Sun Jing, Wan Yuhan, Jian Qinping, Fan Xinzhuang, Zhao Tianshou
Department of Mechanical and Aerospace Engineering, The Hong Kong University of Science and Technology, Clear Water Bay, Kowloon, Hong Kong SAR, 999077, China.
Department of Mechanical and Energy Engineering, Southern University of Science and Technology, Shenzhen, 518055, China.
Small Methods. 2022 Oct;6(10):e2200626. doi: 10.1002/smtd.202200626. Epub 2022 Aug 25.
Fabricating fiber-based electrodes with a large specific surface area while maintaining high flow permeability is a challenging issue in developing high-performance redox flow batteries. Here, a sponge-like microfiber carbon electrode is reported with a specific surface area of as large as 853.6 m g while maintaining a fiber diameter in the range of 5-7 µm and a macropore size of ≈26.8 µm. The electrode is developed by electrospinning cross-linked poly(vinyl alcohol)-lignin-polytetrafluoroethylene precursors, followed by oxidation and pyrolysis. Applying the as-synthesized electrodes to a vanadium redox flow battery enables the battery to achieve an energy efficiency of 79.1% at the current density of 400 mA cm and a capacity retention rate of 99.94% over 2000 cycles, representing one of the best battery performances in the open literature. The strategy to fabricate sponge-like porous carbon microfibers holds great promise for versatile applications in redox flow batteries and other energy storage systems.
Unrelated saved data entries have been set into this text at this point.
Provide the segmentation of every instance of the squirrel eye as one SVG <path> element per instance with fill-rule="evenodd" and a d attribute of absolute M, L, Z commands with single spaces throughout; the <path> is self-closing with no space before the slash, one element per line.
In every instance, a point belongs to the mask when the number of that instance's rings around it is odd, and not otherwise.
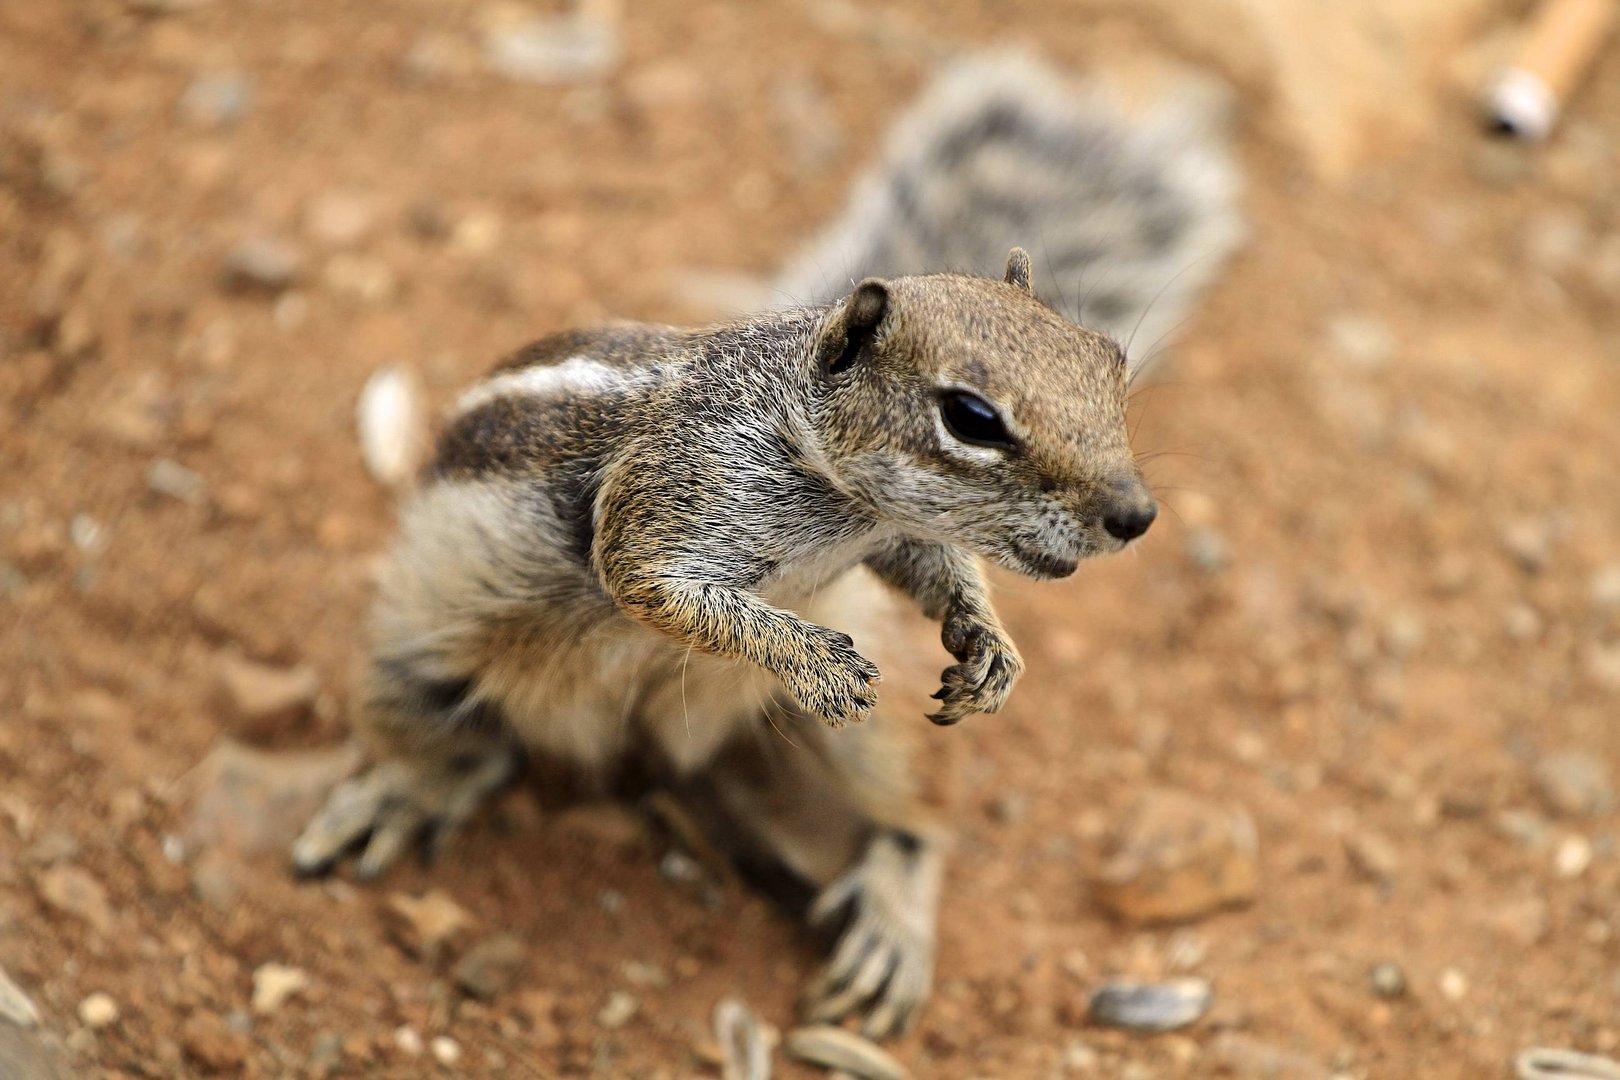
<path fill-rule="evenodd" d="M 947 390 L 939 400 L 939 413 L 945 429 L 970 446 L 1011 450 L 1017 445 L 996 407 L 978 394 Z"/>

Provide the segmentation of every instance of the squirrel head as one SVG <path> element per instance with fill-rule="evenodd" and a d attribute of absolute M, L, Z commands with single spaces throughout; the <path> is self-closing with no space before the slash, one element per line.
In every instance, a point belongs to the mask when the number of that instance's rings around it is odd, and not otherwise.
<path fill-rule="evenodd" d="M 1131 454 L 1125 354 L 1001 281 L 869 278 L 815 344 L 814 422 L 835 481 L 909 535 L 1063 577 L 1157 512 Z"/>

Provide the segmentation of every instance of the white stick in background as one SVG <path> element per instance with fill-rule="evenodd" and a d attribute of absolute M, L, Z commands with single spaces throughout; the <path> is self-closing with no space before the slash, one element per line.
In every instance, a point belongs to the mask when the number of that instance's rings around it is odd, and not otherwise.
<path fill-rule="evenodd" d="M 1547 0 L 1511 67 L 1486 92 L 1491 126 L 1505 135 L 1544 139 L 1614 23 L 1615 0 Z"/>

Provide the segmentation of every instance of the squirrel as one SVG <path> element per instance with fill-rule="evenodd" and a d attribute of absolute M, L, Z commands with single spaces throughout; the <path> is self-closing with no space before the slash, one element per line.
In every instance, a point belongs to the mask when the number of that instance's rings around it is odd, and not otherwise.
<path fill-rule="evenodd" d="M 903 122 L 890 179 L 919 152 L 944 170 L 1009 139 L 1067 153 L 1056 133 L 1098 123 L 1043 95 L 981 104 L 1000 119 L 929 121 L 932 151 Z M 868 225 L 884 242 L 907 228 Z M 332 792 L 295 869 L 358 846 L 373 878 L 452 834 L 525 754 L 635 757 L 703 793 L 739 865 L 793 882 L 836 936 L 808 1017 L 907 1029 L 932 982 L 945 835 L 857 644 L 885 632 L 875 582 L 939 623 L 955 663 L 930 719 L 954 724 L 1000 709 L 1023 670 L 981 560 L 1065 577 L 1156 514 L 1124 350 L 1034 277 L 1014 247 L 995 277 L 874 273 L 707 328 L 559 333 L 465 391 L 379 578 L 359 709 L 376 764 Z"/>

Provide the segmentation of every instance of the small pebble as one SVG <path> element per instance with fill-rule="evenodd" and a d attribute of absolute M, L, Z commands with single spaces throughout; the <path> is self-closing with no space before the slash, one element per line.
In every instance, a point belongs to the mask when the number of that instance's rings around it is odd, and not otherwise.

在开发高性能氧化还原液流电池时,制造具有大比表面积同时保持高流动渗透性的纤维基电极是一个具有挑战性的问题。在此,报道了一种海绵状微纤维碳电极,其比表面积高达853.6 m²/g,同时纤维直径保持在5 - 7 µm范围内,大孔尺寸约为26.8 µm。该电极通过静电纺丝交联的聚乙烯醇 - 木质素 - 聚四氟乙烯前驱体,然后进行氧化和热解来制备。将合成的电极应用于钒氧化还原液流电池,使电池在400 mA/cm²的电流密度下实现79.1%的能量效率,并在2000次循环中保持99.94%的容量保持率,这代表了公开文献中最好的电池性能之一。制造海绵状多孔碳微纤维的策略在氧化还原液流电池和其他储能系统的广泛应用中具有巨大潜力。